Thursday, August 17, 2006

Alchemize to Reopen Sept. 6

Great news for live music in Cincinnati.

Wasting Money

This Township knows how to waste money.

COAST Backs Poor Tax

It is very strange that an Anti-tax group backed pro-tax calls. I guess taxes that affect rich people is their focus.

Wednesday, August 16, 2006

Phil Heimlich's Tax Hike on the Poor

I knew it, you knew it, but now everyone can know that it was all about getting Phil Heimlich elected, not about doing the business of government.

A Victory

Great news for civil rights in Cincinnati. Lets hope the forces of darkness fold up shop and move on to something void of the hate.

Tuesday, August 15, 2006

Trashin' the Larry

I was hesitant to respond to Larry Gross's Column in last week's City Beat, but in the end I am going to put out the basic problems with Larry's points and what I believe he is missing:
  1. Criticize Cincinnati all you want! - The problem Larry misses is that when you are gloating with "I-told-you-so" blog posts and articles, you are not criticizing, you are bashing the city.
  2. Larry's basis for attack was flawed! - Larry missed the points I was making that soon after restaurants and bars close something reopened in its place, something he failed to note. Granted that doesn't always happen, but the vast majority of the locations Larry cited had something similar reopen within a year.
  3. Larry missed how he's stuck in stasis! - Larry, get over not have a movie theater downtown. We have many more theatres showing live people on stage downtown and in OTR than existed in the 1970's, no???
  4. Playing the NKY vs. Cincinnati game is more bashing! - When you pit Newport and Covington as the bizzaro Cincinnati, then you are attacking, not criticizing. What is the basis to say that Newport, Cincinnati, and Covington shouldn't be thought of as the unified central urban core of the Metro area? Why aren't they thought of as complementary, not competitors?
  5. What gives with the rest of the column? - Ok I don't know how mentioning me or Nick Spencer does much for the point of column, and I know even less how including references to my blog post titles and background on Rick Hines adds anything. I guess that is just adding some of the backstory to the non-blog readers out there, but I don't know that it helps much.
I hope that Larry wants the downtown and the city to thrive, as he stated in his column, but claims don't supersede acts. When you add to the negative perception of downtown using flawed comments and you fail to put into perspective the fears people have of downtown and OTR, you feed the beast. When you provide no suggestions for improvement, you look like you are enjoying the perceived decline.

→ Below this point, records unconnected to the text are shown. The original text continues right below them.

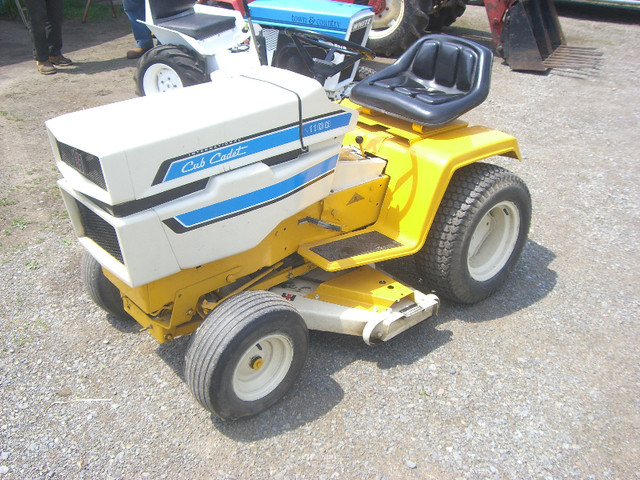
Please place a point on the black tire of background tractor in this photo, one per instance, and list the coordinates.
(185, 63)
(474, 191)
(221, 367)
(100, 289)
(411, 24)
(446, 14)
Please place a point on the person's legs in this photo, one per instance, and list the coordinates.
(37, 10)
(54, 27)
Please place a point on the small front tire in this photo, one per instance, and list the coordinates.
(246, 355)
(478, 233)
(168, 67)
(104, 293)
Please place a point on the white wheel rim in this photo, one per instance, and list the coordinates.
(385, 22)
(262, 367)
(493, 241)
(159, 78)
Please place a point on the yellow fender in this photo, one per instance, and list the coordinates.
(420, 164)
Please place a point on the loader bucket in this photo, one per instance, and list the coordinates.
(532, 39)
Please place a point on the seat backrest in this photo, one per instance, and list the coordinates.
(168, 8)
(448, 65)
(436, 80)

I am embarrassed that people who have lived here longer than I have refuse to maintain a positive attitude and look at change not as a negative, but instead as what we need. You can't go home again Larry. Your old Cincinnati died 30 years ago. Join us in building a new Cincinnati.

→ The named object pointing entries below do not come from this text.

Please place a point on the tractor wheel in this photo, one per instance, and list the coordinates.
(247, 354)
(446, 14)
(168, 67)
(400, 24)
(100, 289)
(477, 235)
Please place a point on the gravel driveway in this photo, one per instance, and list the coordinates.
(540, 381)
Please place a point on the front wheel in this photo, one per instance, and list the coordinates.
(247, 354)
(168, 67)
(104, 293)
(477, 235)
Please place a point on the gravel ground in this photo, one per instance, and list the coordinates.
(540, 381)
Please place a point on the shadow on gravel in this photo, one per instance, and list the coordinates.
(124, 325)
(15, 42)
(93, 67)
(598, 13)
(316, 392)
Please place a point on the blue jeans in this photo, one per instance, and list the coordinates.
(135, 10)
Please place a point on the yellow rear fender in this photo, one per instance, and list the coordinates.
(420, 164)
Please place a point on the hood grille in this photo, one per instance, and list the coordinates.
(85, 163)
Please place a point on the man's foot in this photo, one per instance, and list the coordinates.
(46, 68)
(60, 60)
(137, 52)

Real or Fake, Certainly Irrelevant

I don't know if this email is real or fake, but it should be ignored by the powers that be, or what ever "movers and shakers" received it in the first place. One person is pissed off, big fucking deal. One person has a bad experience in any city and you don't go and change everything you are doing as a government or as a community.

If you assume for moment she is real, then she has a huge preconceived notion of Cincinnati or of the United States in general. She reads like she got a handout from a boycott activist.

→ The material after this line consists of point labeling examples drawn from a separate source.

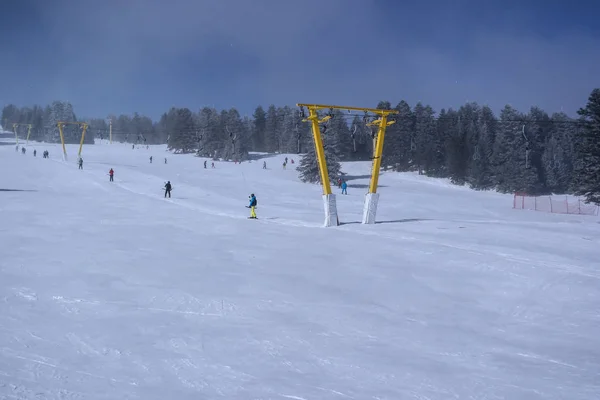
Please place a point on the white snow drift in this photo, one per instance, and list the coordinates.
(110, 291)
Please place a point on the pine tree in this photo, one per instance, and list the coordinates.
(259, 131)
(399, 145)
(183, 135)
(272, 130)
(558, 154)
(587, 174)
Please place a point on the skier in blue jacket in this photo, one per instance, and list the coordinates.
(252, 206)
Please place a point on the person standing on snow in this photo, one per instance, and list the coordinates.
(252, 206)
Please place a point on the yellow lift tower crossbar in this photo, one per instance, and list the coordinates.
(371, 200)
(61, 125)
(16, 125)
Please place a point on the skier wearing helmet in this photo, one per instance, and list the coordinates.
(252, 206)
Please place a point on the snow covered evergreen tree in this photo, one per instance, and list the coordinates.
(558, 154)
(587, 174)
(182, 138)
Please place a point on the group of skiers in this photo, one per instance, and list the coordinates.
(45, 154)
(343, 185)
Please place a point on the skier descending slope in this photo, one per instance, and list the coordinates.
(252, 206)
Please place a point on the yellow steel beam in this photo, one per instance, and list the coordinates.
(324, 106)
(82, 138)
(314, 119)
(378, 152)
(62, 138)
(61, 124)
(15, 131)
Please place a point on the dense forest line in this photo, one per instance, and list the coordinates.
(532, 152)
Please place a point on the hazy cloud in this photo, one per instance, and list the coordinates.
(146, 55)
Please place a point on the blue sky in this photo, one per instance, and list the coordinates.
(121, 56)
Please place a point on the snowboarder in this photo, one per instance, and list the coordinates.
(252, 206)
(168, 189)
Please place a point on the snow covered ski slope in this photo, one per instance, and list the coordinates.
(110, 291)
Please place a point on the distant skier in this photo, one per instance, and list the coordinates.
(252, 206)
(168, 189)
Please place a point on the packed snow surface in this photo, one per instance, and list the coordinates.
(110, 291)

Her ignorance is clear in her original email.
We decided to watch the local news each day. From doing so, one might never know that Cincinnati's population is 47% Black, as we learned on the internet before choosing to visit. We saw one Black reporter on each of two stations, but watched many reports on Black people being arrested for drugs in a place called OTR.
She obviously doesn't know the difference between the racial breakdown of the City proper and the Metro Area of Cincinnati. Sure, 47% is a possible number for the City, but not one I could find on the Internet, but the TV market reaches an area where blacks are less than 12% of the population. If she is going to play a quota game, then play it fairly. Also, how many folks from Canada are quick to pick up on the "OTR" abbreviation? I would be surprised if a anchor on local news is calling Over-the-Rhine "OTR," but you never know.

As a sidenote, if she is indeed an activist trying to stir up a little trouble, I wonder if she thought about following the boycott? Oh, wait, that's been over for a while now, and last week Al Sharpton appeared at the new Convention Center just to make it official.

The Cincinnati Metro Area still has a great many racial problems, but this lady's observations are trivial/anecdotal at best, and faked at worst.